The women of my church supported families in McClellanville, SC, a quaint shrimping town where the near twenty-foot storm surge destroyed everything in its path. I was able to be a part of a ministry to a young couple expecting their first child whose house was moved a block down the street.  Placing your energy on someone else who needs help can do wonders for your own emotions and well being when you are in the midst of your own storm.

 “Praise be to the God and Father of our Lord Jesus Christ, the Father of compassion and the God of all comfort, who comforts us in all our troubles, so that we can comfort those in any trouble with the comfort we ourselves receive from God.” 2 Corinthians 1:3-4.

 A third lesson is to be hospitable and share the blessings the Lord has given you. It’s been over 25 years since that fateful night and I will never forget how my family opened their home to us and how my neighbors rallied to gather furniture and necessities for our new apartment. Over the years, we have shared our home with friends’ children who needed a place to stay and a young woman in financial trouble.  So, when the texts from my nieces came two weeks ago asking for a place to evacuate if the forecasted hurricane hit Charleston, my immediate response was “Of course!” There was no hesitation even though the quiet solitude of our empty nest would soon be full of noise, toys and crowded rooms.  Did I mention my nieces have five children between the ages of one and seven? It was all good!

 “Offer hospitality to one another without grumbling.” 1 Peter 4:9

 So, why go back and dredge up old memories from the distant past?  It’s always good to remember what God has done for you and look back with gratitude.  Then we can look forward to the future with hope. You may have a significant date on your timeline that you can look back on with gratitude…

Graduation from high school or college

Wedding

Birth of a child or children

First job

Starting your own business

First home

Accepting Jesus as your Savior (Most important)

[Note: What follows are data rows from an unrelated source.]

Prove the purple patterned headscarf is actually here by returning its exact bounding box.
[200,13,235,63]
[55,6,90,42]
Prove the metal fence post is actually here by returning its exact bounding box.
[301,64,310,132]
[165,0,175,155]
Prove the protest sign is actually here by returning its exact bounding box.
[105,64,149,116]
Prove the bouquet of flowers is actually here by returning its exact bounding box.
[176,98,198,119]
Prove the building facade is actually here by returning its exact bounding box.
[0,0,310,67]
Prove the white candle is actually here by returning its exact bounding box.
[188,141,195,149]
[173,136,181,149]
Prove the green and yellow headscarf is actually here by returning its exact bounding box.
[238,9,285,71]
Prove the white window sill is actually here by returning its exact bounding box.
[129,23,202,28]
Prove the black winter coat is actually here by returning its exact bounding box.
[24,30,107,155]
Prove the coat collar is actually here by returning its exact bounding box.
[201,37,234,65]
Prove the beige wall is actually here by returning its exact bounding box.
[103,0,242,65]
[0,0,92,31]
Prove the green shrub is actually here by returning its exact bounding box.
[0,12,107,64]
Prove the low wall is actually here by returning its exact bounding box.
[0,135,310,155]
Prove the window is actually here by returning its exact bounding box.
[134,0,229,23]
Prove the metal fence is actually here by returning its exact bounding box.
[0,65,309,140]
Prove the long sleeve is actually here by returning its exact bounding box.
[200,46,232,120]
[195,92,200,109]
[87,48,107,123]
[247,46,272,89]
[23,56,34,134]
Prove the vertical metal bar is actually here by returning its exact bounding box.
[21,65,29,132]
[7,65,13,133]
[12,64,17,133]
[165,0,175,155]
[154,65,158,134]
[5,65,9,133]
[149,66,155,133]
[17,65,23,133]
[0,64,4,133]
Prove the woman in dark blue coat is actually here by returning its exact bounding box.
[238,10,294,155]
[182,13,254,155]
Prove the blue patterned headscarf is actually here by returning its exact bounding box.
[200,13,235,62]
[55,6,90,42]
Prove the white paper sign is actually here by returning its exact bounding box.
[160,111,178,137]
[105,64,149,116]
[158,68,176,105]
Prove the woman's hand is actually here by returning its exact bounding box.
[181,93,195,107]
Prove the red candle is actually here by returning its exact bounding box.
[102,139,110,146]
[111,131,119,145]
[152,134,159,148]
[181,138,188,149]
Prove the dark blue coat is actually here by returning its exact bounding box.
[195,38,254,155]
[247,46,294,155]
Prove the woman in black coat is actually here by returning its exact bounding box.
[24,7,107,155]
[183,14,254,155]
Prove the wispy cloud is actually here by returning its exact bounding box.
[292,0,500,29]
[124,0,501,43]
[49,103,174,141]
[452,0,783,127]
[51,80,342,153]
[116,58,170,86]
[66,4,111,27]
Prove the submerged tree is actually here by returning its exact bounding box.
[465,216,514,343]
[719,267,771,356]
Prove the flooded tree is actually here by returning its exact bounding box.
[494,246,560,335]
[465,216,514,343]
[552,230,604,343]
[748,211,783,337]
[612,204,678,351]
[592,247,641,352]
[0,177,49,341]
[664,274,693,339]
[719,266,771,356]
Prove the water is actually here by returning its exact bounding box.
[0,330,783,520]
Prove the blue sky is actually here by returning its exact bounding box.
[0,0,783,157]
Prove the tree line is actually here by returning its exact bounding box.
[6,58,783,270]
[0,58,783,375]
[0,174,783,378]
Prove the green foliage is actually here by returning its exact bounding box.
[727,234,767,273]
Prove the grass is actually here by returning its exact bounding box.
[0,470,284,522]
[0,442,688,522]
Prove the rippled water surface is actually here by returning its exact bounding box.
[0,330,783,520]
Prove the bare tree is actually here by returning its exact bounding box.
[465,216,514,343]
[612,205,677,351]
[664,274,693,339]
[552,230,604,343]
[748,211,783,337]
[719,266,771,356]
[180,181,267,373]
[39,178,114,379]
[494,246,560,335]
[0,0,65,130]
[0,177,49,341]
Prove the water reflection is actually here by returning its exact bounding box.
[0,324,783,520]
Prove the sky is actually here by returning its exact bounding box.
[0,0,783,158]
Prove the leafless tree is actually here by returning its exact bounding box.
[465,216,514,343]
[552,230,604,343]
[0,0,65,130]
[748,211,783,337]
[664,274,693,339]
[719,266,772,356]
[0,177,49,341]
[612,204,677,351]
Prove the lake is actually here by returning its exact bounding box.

Or you may have dates of tragedies that you would like to forget….

Loss of house

Divorce

Death of child

Death of spouse

Loss of Job

Failure in business

Loss of friend

Health issues

No matter what the circumstance, they should draw us closer to Jesus, not further away. Wherever you are on your timeline, remember that it’s just a blip in eternity.  All the “hurricanes” of this life will soon be a distant memory and with Christ, we can look forward in hope!